Greer brought his dilemma to the listserv of the Association for the Study of Literature and the Environment, which used to be a loose and contentious bunch of wiseacres and adventurers but has now somehow become kind of cautious and polite.  He wanted them to read this book and three others (I’ll do it and report) but most are putting all the energy and attention they have into their own survival.   

Graham Spanier and Bill Clinton

By the end section I was outright skipping.  There is a LOT of the kind of detailed trial-level indictment material that I have neither the mind nor the motivation to read.  I don’t CARE about all that heaped-up wrong-doing.  It’s banal, it’s everywhere, it’s Kafka, it’s Beckett.  It’s surrealism in defense against despair.  The whole big picture has gone screwy and we need broad strokes, on the level of culture change, to get us back to any kind of rationality.  

Attacking the founders of a listserv is a self-destructive way to go forward -- it’s running into the burning building.  But if it gets people to read the material, does the end justify the means?   We used to have a high school counselor, a pretty effective guy.  A kid would do some obnoxious, possibly self-destructive, thing -- like attempting suicide -- and the bitter old women would say,  “Oh, they’re just looking for attention.”  Haw would answer, “Well, yup.  And so we ought to just give it to them.  They must really need it and we might learn something.”  He knew that a belittling dismissal is really a defense on the part of people who don’t want to get involved, to risk their own comfortable lives.  NOT good fire fighters!  But how much can we ask from people?

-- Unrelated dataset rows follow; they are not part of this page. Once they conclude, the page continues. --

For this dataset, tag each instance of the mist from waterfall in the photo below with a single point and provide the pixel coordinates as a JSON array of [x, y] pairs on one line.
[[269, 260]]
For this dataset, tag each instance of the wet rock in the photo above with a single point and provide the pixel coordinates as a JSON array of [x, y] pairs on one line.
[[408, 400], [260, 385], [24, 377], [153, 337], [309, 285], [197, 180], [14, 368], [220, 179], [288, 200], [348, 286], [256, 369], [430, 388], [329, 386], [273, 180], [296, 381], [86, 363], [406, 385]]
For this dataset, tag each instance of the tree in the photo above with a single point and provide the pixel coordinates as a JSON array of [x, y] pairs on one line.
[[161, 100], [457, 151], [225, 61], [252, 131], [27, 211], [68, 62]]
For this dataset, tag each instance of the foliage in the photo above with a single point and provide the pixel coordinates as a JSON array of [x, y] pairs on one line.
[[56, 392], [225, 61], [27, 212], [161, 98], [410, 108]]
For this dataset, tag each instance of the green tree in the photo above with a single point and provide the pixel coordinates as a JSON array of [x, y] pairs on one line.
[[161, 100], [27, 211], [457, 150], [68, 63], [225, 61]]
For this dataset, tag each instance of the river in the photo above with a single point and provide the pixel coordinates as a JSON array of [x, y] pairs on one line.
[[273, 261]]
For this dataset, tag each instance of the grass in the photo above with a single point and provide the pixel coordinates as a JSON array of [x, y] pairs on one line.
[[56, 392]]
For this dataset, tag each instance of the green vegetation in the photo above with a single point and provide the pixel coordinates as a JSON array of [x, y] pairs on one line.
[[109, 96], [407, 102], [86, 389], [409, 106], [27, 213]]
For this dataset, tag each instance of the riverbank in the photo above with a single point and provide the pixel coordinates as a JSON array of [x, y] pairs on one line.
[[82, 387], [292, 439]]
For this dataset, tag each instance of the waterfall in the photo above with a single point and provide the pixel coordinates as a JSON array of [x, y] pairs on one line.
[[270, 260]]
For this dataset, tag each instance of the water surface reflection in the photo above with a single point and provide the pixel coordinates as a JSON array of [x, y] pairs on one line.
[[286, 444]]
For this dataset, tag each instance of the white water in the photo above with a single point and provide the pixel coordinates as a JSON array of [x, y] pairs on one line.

Back a while I made it a point to search out and read books about emergency responders: how did they cope, how did they survive, how did they let themselves off the hook when interventions failed?  It was partly because of my brother who had head trauma in the front of his skull and eventually died on the street in Eugene.  I didn’t know he could have qualified for disability, but anyway he refused any medical advice out of that Willamette Valley hippie cynicism that no authority figure knows anything anyway and fear that they would label him crazy.  In the end Greer doesn’t offer a solution except to go push your body up into the mountains where you can feel real -- if frozen -- again and rely only on your own survival skills.  (A few too many people are out on the trails pursuing that end already.)



Everyone just has to make their own way, whether or not the group approves.  What’s miserable is when in their disapproval they try to destroy you.  The group loves more than anything else the Status Quo and will fight change.  I try to keep my head down.  Mostly.  Thanks for the book, Barry Roberts Greer, provocateur.  Fire belly.  Things may change.